Related Work & Insights¶
- vs Dinitz et al. 2021 "learned duals": They proposed the theoretical framework but used projection for feasibility, which was slow; this work uses Min-Trick to construct feasibility, scaling the approach to \(N=16{,}384\) for the first time.
- vs GNN Neural Matching (Liu 2024 / Aironi 2024): They directly predict the assignment matrix, sacrificing optimality and limited by \(\mathcal{O}(N^2)\) memory; this work insists on exact solutions and reduces memory to \(\mathcal{O}(N)\) via row-independence.
- vs SciPy / LAP library LAPJV: This work adds a warm-start layer atop these solvers, with advantages growing with \(N\) and 0% optimality gap fully verifiable.
Rating¶
- Novelty: ⭐⭐⭐⭐ Scales learned duals to industrial size, Min-Trick elegantly solves feasibility
- Experimental Thoroughness: ⭐⭐⭐⭐ Synthetic + MOT + OSM seven cities, covering up to \(N=16384\)
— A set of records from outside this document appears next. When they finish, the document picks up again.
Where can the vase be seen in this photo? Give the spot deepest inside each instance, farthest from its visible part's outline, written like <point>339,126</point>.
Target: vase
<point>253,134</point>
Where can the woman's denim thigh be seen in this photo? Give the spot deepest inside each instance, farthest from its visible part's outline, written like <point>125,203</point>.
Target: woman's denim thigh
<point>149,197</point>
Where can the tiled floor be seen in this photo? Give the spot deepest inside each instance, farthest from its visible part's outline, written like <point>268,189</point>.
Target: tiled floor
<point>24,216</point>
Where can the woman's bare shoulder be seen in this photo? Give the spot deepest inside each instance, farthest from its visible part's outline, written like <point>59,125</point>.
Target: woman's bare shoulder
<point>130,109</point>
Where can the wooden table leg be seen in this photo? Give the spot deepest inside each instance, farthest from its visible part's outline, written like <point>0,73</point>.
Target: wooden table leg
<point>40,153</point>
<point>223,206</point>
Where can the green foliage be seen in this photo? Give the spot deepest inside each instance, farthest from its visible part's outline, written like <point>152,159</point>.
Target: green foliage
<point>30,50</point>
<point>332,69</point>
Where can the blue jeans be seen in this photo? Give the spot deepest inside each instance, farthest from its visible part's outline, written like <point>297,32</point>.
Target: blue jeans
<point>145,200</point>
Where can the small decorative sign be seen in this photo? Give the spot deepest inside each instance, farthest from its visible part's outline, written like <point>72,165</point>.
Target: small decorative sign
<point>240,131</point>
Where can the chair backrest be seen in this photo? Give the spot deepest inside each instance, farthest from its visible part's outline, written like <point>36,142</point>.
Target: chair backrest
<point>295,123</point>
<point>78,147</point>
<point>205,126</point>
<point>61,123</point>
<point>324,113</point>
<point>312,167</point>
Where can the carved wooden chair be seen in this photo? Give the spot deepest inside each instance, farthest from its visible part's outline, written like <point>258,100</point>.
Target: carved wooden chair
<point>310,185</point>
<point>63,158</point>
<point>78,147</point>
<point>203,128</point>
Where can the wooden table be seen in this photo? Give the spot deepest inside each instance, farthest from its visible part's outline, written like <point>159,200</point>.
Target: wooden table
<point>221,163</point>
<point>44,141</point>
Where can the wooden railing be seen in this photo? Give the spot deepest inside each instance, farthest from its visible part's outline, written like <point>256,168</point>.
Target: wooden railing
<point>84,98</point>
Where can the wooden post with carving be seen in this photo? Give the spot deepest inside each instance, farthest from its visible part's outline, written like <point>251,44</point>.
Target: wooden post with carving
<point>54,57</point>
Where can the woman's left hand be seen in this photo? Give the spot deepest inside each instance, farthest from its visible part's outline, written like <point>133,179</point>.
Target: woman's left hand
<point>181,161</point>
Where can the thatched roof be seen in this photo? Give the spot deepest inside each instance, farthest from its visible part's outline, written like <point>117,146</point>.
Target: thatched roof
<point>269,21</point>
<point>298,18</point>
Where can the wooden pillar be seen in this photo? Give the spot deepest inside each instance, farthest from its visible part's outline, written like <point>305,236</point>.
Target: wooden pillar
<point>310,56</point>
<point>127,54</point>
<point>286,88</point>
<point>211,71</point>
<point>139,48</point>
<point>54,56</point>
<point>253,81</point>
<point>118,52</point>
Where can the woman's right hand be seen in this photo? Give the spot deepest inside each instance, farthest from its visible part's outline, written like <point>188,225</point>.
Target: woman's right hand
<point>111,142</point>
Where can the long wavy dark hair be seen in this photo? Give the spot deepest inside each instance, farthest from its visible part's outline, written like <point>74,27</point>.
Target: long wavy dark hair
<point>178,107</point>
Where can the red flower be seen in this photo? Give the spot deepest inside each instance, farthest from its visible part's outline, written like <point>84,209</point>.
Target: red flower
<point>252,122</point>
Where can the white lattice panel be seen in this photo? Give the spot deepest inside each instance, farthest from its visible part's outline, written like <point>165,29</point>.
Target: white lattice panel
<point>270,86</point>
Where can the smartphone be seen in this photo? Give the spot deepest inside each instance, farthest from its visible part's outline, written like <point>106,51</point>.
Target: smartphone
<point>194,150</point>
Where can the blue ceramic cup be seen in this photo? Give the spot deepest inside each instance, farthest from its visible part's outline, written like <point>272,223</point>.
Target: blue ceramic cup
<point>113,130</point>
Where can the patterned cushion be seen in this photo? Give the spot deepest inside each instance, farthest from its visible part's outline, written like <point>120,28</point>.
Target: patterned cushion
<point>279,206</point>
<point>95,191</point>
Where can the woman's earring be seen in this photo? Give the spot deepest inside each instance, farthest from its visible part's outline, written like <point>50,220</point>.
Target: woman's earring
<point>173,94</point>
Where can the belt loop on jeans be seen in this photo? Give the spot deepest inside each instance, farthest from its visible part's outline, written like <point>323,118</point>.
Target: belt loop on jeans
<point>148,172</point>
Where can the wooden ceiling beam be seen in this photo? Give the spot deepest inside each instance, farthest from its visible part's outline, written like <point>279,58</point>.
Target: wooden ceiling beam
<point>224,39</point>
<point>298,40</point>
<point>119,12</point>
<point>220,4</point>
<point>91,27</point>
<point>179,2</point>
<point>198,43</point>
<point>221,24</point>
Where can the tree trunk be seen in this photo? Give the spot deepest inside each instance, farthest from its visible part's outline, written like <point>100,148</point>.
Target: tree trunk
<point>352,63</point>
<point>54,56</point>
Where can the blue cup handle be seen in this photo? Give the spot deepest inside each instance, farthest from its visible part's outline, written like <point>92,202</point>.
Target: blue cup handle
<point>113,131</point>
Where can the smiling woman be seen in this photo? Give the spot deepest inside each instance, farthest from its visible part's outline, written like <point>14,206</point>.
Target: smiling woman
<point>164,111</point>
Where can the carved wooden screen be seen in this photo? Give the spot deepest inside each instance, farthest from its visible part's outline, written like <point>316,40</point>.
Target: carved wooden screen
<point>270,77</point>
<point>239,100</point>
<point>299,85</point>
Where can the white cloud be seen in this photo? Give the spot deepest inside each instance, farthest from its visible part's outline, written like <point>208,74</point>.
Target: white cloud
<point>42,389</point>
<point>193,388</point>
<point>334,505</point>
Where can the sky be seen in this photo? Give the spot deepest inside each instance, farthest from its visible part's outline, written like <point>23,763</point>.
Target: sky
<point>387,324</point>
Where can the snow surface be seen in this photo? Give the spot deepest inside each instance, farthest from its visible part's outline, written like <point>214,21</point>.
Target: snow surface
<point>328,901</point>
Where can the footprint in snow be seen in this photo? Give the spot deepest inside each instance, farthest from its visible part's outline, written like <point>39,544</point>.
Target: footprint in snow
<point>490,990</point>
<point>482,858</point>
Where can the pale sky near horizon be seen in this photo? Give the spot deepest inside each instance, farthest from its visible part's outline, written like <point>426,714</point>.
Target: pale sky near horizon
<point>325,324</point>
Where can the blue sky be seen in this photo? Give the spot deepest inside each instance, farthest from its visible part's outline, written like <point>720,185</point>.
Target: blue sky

- Writing Quality: ⭐⭐⭐⭐ Theoretical guarantees and engineering details are clearly explained
- Value: ⭐⭐⭐⭐ Directly serves real-time tracking / large-scale scheduling, with clear engineering impact
Note: Although this paper is in the video_understanding directory, it fundamentally belongs to combinatorial optimization, with MOT tracking as one application. Consider moving it to
optimization/otherfor better alignment in the future.